Yesterday, I received an Arduino microcontroller board in the mail. These things use the Atmel AVR microcontroller (specifically, an ATMEGA168) and include a nice little FTDI USB to serial chip and are pre-programmed with a boot loader for easy programming. Neat!

So, I set out to make a program which blinks the led. I had avr-gcc and avr-libc installed on my machine, so I figured it would be pretty easy. After all, it was when I was doing my previous programming of these things using my old development board.

So, I go to their tutorial page. They recommend that I install their java environment. Sigh.

That wouldn’t be that big of a deal but I’m running Ubuntu. Not only Ubuntu, but Ubuntu running on an AMD64. I end up surmising that I have to run the IA32 bit version (which I install), and then run their gadget which starts the environment.

It asks me where I want to put my files. I specify my home directory. Then…. nothing.

No errors. Java seems to be working hard, but to no visible sign of anything good being done.

So, I modify the startup script to “strace” the java process. It spends minutes stating directories that aren’t there. Minutes and minutes. Minutes and minutes. I have a home directory that is full of junk, so I’m not completely surprised, but I’m guessing it is in some loop caused perhaps by an errant symbolic link. I tell it to use an empty subdirectory of my home instead.

Bingo.

Elapsed time: about ninety minutes.

Now, I’ve got an environment. I’ve got the pleasure of using an editor that I don’t like. Of having a build process that is completely inscrutable. Hidden config files. If I simply want to download code into my chip, I dont know how.
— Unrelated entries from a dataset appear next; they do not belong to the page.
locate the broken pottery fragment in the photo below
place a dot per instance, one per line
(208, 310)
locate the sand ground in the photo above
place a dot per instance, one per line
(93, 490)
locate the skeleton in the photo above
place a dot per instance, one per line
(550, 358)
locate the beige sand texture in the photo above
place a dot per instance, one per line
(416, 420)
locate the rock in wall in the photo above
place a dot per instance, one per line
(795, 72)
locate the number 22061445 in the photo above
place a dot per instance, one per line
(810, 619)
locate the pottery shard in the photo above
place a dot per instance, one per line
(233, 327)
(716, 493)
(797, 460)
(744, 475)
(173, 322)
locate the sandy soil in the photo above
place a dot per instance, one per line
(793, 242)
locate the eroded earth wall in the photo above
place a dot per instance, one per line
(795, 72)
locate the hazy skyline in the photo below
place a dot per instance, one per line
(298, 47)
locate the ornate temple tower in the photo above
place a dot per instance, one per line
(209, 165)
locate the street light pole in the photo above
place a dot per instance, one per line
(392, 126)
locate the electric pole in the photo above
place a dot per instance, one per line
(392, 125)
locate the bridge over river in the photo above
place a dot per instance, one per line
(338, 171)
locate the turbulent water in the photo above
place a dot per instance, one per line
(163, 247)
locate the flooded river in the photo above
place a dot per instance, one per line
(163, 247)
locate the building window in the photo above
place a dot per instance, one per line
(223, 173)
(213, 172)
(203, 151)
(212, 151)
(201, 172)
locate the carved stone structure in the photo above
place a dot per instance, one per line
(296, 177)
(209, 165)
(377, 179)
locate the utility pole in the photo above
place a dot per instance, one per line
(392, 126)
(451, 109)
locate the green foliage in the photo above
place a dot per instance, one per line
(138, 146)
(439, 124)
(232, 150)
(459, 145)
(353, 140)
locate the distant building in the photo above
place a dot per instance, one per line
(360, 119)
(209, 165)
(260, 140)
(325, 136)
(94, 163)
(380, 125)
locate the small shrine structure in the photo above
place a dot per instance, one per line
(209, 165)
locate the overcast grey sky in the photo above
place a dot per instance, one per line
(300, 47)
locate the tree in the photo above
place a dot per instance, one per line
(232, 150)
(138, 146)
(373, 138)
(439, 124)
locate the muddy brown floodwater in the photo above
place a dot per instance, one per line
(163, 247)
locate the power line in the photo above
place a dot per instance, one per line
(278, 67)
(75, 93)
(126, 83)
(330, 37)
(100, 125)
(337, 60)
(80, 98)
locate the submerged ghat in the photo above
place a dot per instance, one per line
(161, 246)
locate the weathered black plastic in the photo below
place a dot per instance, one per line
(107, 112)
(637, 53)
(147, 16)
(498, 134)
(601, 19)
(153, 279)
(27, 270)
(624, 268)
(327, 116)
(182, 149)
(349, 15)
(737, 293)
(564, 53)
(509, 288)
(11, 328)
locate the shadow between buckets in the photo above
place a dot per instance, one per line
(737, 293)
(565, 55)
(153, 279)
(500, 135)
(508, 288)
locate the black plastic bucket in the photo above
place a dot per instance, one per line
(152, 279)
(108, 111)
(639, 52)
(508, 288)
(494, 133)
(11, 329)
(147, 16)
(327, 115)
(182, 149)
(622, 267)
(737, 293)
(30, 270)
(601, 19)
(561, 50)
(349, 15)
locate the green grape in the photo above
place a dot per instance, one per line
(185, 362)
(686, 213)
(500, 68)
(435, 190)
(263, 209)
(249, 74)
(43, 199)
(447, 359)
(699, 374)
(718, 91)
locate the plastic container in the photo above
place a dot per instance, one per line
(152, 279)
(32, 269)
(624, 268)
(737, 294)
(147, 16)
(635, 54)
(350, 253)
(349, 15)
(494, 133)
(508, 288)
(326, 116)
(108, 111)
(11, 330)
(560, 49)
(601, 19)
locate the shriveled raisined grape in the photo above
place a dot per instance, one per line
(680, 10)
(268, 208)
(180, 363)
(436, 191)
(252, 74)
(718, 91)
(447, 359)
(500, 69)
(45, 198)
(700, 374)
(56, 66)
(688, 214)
Bleh.

All that IDEs do is make it possible to sweep ugly things under the rug, rather than fix them. If you want to compile helloworld.c on a typical unix box, you just type “cc helloworld.c”. That’s it. The simplest case is simple.

I want makefiles. I want to edit with vi. That’s it. I can do the rest of it myself. Why do people think they need to setup the workflow for other people?

Thus concludes the rant for the day.